Tuesday, August 28, 2007

Does Religion Make People Better or Worse?


Dennis Prager tells about a young man who attended a Jewish institute he used to direct. When this young man first arrived at the institute, he was a kind and nonjudgmental person - and completely secular. After his month-long immersion in studying the Torah, he decided to become a fully practicing Orthodox Jew. When Dennis met him a year later he found that he was actually less kind and was aggressively judgmental of his fellow Jews, including those who had brought him to Judaism in the first place. In one year he had become, in his own eyes, holier than the teachers who brought him to religion in the first place. The religion's emphasis on legal observance enabled him to count the number of laws his fellow Jews did not observe and judge them accordingly.

Within Christianity, faith in Christ can lead one to live a life of extraordinary loving-kindness and self-sacrifice, but it can also, and has, led Christians to place so much emphasis on proper faith as to neglect equal emphasis on proper behavior. When you evaluate your own beliefs and practices (and you must do this before evaluating the beliefs of others), ask yourself, “Has this belief or doctrine made me a better person?” or, “Has this belief or doctrine made me less kind, less compassionate, less rational, and more judgmental?” If your answer is the latter, maybe it’s time to re-evaluate that doctrine. I hate to beat this issue to death, but if your worship theology causes you to believe that someone will go to hell for worshipping God with a musical instrument, you have to re-evaluate that doctrine because it is not rational and it causes you to treat other believers in a disrespectful way. If you find yourself acting more like a Pharisee than like Jesus, then it's really time to rethink how you read and apply scripture, or how you engage sin and sinners in our culture. This is why Islamic terrorism is such a pernicious evil - it is killing innocents in the name of God. Their religion clearly has made them worse people! Faith has got to make us better people, not worse people – good and evil being defined by how we treat others.
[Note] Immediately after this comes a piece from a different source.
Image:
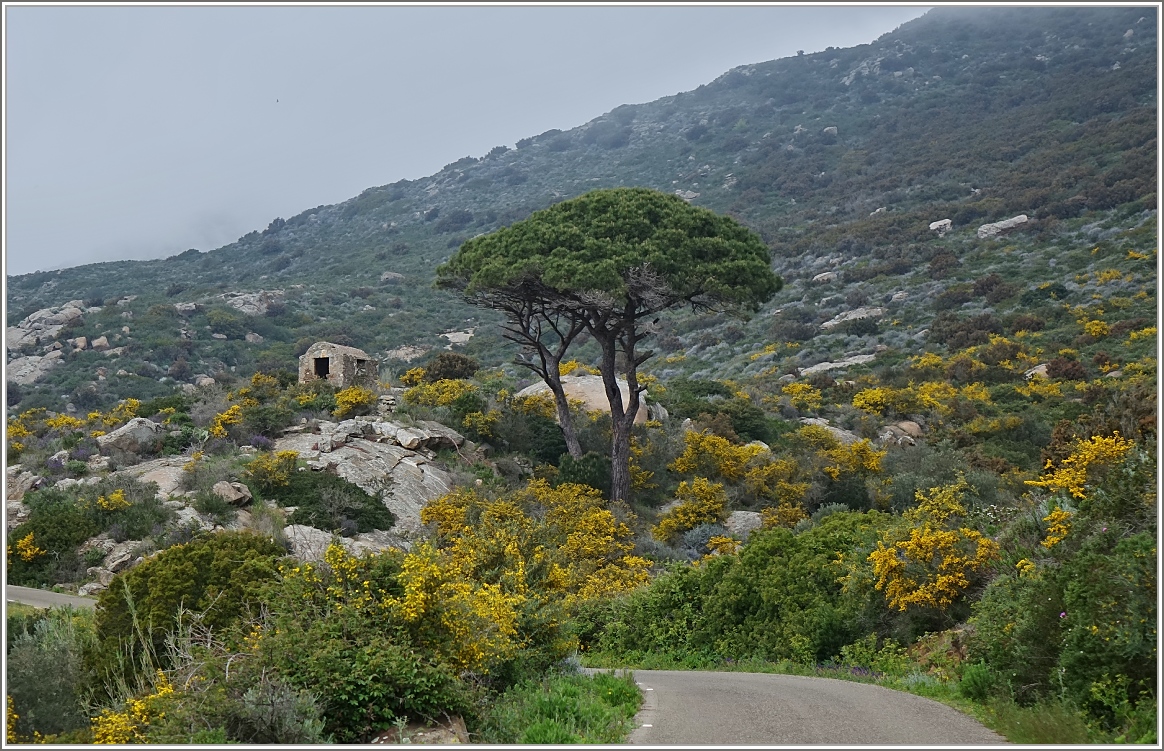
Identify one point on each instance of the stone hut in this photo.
(338, 365)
He has showed you, O man, what is good. And what does the Lord require of you? To act justly, and to love mercy, and to walk humbly with your God” (Micah 6:8).

2 comments:

David, Hamelek Hayizrael said...

It was Reinhold Neibuhr who said that the goal of the church is to increase among men the "love of God and neighbor." Also in regard to some of your earlier posts, I believe that the four different appeals to Scripture(rule, principle, paradigm, and understanding of God or humanity) mentioned by Dr. Cukrowski in God's Holy Fire (160) would be really helpful for the church. Many of our problems come from the fact that we approach Scripture differently and that an appeal you use for verse X is not the same as the appeal that I use. It would also be helpful to discuss more how one's ecclesiology influences his or her reading of Scripture.

I agree mostly with your comments about the first century church in the twenty first century. We do not live in a Greco-Roman world and quite frankly I don't want to be the church at Corinth ever. Nevertheless, the restoration ideal and the ideal of sola Scriptura is a good ideal as long as we are careful on what we mean by it and how far we take it.

Unfortunately, most of us earnestly study Scripture more as a source of knowledge to win conflict rather than a means of bringing people to people to salvation and guiding them in the life of faith. We must reclaim the transcendental quality of Scripture, reading it with our heart and not just our head, so that we can truly become Chrsit to the community

Charles North said...

Thank you David. God's holy fire is a great book. Isn't it ironic that in the church those who claim to have respect for scripture are guilty of abusing it in the worst ways? For example, there is some anonymous coward who keeps posting scripture quotations as comments clearly intended as cheap shots at me. I delete them as soon as they come up.